Moreover, we should note that Rothbard's diatribe against unions also implicitly acknowledges the socialist critique of capitalism which stresses that it is being subject to the authority of boss during work hours which makes exploitation possible (see section C.2). If wages represented the workers' "marginal" contribution to production, bosses would not need to ensure their orders were followed. So any real boss fights unions precisely because they limit their ability to extract as much product as possible from the worker for the agreed wage. As such, the hierarchical social relations within the workplace ensure that there are no"harmony of interests" as the key to a successful capitalist firm is to minimise wage costs in order to maximise profits. It should also be noted that Rothbard has recourse to another concept "Austrian" economists claims to reject during his anti-union comments. Somewhat ironically, he appeals to equilibrium analysis as, apparently,"wage rates on the non-union labour market will always tend toward equilibrium in a smooth and harmonious manner" (in another essay, he opines that "in the Austrian tradition . . . the entrepreneur harmoniously adjusts the economy in the direction of equilibrium").[Op. Cit, p. 41 and p. 234] True, he does not say that the wages will reach equilibrium (and what stops them, unless, in part, it is the actions of entrepreneurs disrupting the economy?) however, it is strange that the labour market can approximate a situation which Austrian economists claim does not exist! However, as noted in section C.1.6 this fiction is required to hide the obvious economic power of the boss class under capitalism.

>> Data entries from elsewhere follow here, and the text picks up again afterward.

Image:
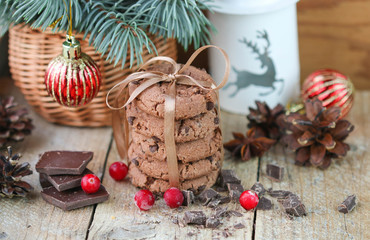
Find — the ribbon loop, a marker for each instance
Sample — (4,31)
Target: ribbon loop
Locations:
(147,79)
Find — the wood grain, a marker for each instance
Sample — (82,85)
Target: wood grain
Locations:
(119,218)
(32,217)
(322,191)
(335,34)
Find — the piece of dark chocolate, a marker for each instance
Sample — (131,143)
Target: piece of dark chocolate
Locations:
(63,162)
(65,182)
(258,188)
(212,222)
(188,197)
(239,226)
(213,203)
(228,176)
(73,198)
(279,193)
(195,217)
(348,204)
(44,181)
(207,195)
(274,172)
(264,204)
(294,206)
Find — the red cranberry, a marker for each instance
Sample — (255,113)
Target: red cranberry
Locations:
(144,200)
(118,170)
(90,183)
(173,197)
(249,199)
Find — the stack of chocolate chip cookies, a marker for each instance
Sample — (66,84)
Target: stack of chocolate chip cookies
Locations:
(197,134)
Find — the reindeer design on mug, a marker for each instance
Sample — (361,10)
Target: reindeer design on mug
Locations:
(245,79)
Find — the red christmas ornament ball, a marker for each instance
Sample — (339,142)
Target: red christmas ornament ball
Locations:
(331,87)
(73,79)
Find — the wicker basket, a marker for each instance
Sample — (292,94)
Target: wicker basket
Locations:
(30,52)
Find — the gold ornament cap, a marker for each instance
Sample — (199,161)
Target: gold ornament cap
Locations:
(71,48)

Somewhat ironically, given his claims of "harmony of interests,"Rothbard was well aware that landlords and capitalists have always used the state to further their interests. However, he preferred to call this "mercentilism" rather than capitalism. As such, it is amusing to read his short article,"Mercentilism: A Lesson for Our Times?",as it closely parallels Marx's classic account of "Primitive Accumulation" contained in volume 1 of Capital. [Rothbard, Op. Cit., pp. 43-55] The key difference is that Rothbard simply refused to see this state action as creating the necessary preconditions for his beloved capitalism nor does it seem to impact on his mantra of "harmony of interests" between classes. In spite of documenting exactly how the capitalist and landlord class used the state to enrich themselves at the expense of the working class, he refuses to consider how this refutes any claim of "harmony of interests"between exploiter and exploited.